A moradora compartilhou com a reportagem do Diário do Aço que, coincidentemente, a filhinha dela, que tem pouco mais de um ano, acabou passando mal nos últimos dias. Vômito, diarreia. Como ela é mais frágil eu não descarto essa realidade (que a água pode ter feito mal à filha)”, dividiu a angustia.
Direito
Para Denise, alguma medida precisa ser tomada, o quanto antes, para que os moradores recebam água de qualidade nos imóveis. Alguma coisa tem que ser feita. Tem que ser resolvida, é o nosso direito. Senão vai continuar assim por muito tempo”, reivindicou.
Paliativo
Até a manhã desta segunda-feira (23), a água da casa da Denise e dos vizinhos que não têm poços artesianos ainda chegava suja. A solução encontrada temporariamente pela técnica para tentar resolver o problema foi instalar um filtro. Deu uma melhorada, cerca de 80%, mas ainda está um pouco turva”, disse a moradora.
Pagamento
A técnica acha injusto ter que pagar por algo que nem conseguiu usar. O relógio continuou rodando. Teremos abatimento no valor? Vamos pagar por essa água? A gente vai pagar por isso? Foi muita água sem condição de uso, até mesmo para molhar uma planta”, questionou.
Resposta
A reportagem do Diário do Aço apresentou os problemas relatados pela moradora à Copasa. Em nota, a companhia informou que a coloração da água foi provocada em razão de reparos na rede de distribuição. Nesses casos, quando do retorno do abastecimento, ocorre o desprendimento de partículas minerais que se acumulam nas paredes internas da tubulação que está presente naturalmente nas paredes das tubulações, podendo a água, em alguns pontos, apresentar coloração diferente”. A assessoria de Comunicação da Copasa declarou ainda que técnicos estiveram no local no sábado (21).

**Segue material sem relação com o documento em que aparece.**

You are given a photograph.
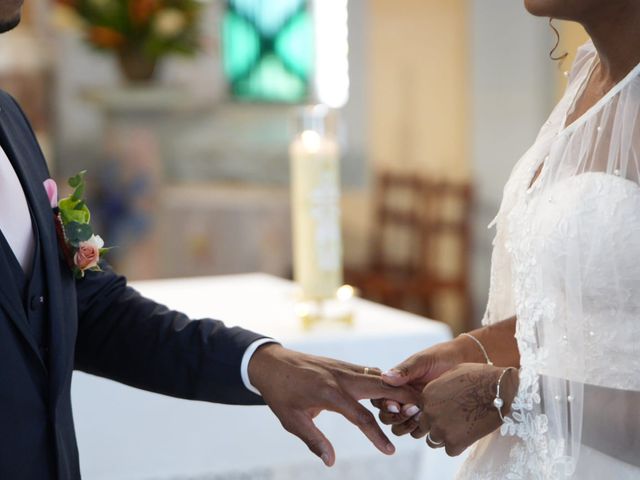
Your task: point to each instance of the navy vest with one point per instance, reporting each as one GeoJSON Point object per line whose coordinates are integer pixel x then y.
{"type": "Point", "coordinates": [32, 290]}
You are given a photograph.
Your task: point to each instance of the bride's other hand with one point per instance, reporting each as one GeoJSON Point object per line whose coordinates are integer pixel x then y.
{"type": "Point", "coordinates": [458, 407]}
{"type": "Point", "coordinates": [417, 371]}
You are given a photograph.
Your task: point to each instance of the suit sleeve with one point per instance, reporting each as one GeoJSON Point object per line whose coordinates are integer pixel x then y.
{"type": "Point", "coordinates": [134, 340]}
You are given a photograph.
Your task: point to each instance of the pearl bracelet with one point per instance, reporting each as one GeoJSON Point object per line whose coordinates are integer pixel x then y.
{"type": "Point", "coordinates": [479, 343]}
{"type": "Point", "coordinates": [498, 402]}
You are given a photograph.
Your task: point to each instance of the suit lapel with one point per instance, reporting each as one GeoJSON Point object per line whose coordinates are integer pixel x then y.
{"type": "Point", "coordinates": [20, 147]}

Confira a nota da Copasa na íntegra:
A Copasa informa que periodicamente é realizado o monitoramento da água produzida e distribuída em Coronel Fabriciano. Esse monitoramento consiste na coleta de amostras na saída de tratamento e em toda a abrangência do sistema de distribuição, possibilitando assim estabelecer o controle de qualidade da água produzida e distribuída, conforme preconiza o Ministério da Saúde.
Com relação à reclamação em relação à coloração na água, relatada pelos moradores da rua João Teófilo Toledo, no bairro Santa Terezinha II, a Copasa informa que a ocorrência se deu em razão de reparos na rede de distribuição, onde foram realizadas manobras para interrupção da distribuição de água.

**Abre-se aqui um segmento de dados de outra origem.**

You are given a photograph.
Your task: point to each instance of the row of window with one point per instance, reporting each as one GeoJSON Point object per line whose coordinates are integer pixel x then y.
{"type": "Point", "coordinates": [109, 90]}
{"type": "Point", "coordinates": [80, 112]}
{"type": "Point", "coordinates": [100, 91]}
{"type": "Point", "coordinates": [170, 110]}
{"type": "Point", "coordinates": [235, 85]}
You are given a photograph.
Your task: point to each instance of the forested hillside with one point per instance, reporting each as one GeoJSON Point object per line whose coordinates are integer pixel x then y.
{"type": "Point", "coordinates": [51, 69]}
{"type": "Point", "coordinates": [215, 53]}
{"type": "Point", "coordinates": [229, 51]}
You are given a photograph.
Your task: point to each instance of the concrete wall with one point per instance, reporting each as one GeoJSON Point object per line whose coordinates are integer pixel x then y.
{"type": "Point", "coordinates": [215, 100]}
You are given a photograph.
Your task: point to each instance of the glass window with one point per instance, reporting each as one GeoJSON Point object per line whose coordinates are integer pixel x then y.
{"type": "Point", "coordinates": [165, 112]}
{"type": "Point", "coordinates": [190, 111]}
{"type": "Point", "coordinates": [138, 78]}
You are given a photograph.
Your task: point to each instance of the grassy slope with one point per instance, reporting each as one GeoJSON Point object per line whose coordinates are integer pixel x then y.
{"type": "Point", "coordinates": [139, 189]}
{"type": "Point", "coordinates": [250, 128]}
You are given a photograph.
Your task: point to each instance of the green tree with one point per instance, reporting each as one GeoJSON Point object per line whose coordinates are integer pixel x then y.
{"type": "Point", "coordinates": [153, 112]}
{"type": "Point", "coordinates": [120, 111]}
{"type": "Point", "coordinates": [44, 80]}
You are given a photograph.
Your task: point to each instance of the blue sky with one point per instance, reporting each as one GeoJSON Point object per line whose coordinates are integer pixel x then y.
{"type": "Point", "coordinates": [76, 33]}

Nesses casos, quando do retorno do abastecimento, ocorre o desprendimento de partículas minerais que se acumulam nas paredes internas da tubulação que está presente naturalmente nas paredes das tubulações, podendo a água, em alguns pontos, apresentar coloração diferente.
Porém, a companhia informa que as condições são momentâneas e rapidamente as características habituais de coloração da água são restabelecidas. Além disso, a qualidade da água não é comprometida em razão da diferença na coloração.
Técnicos da Copasa estiveram na localidade, no último sábado (21), e realizaram os serviços de descarga na rede de distribuição, sendo verificado o retorno da normalidade nas condições da água.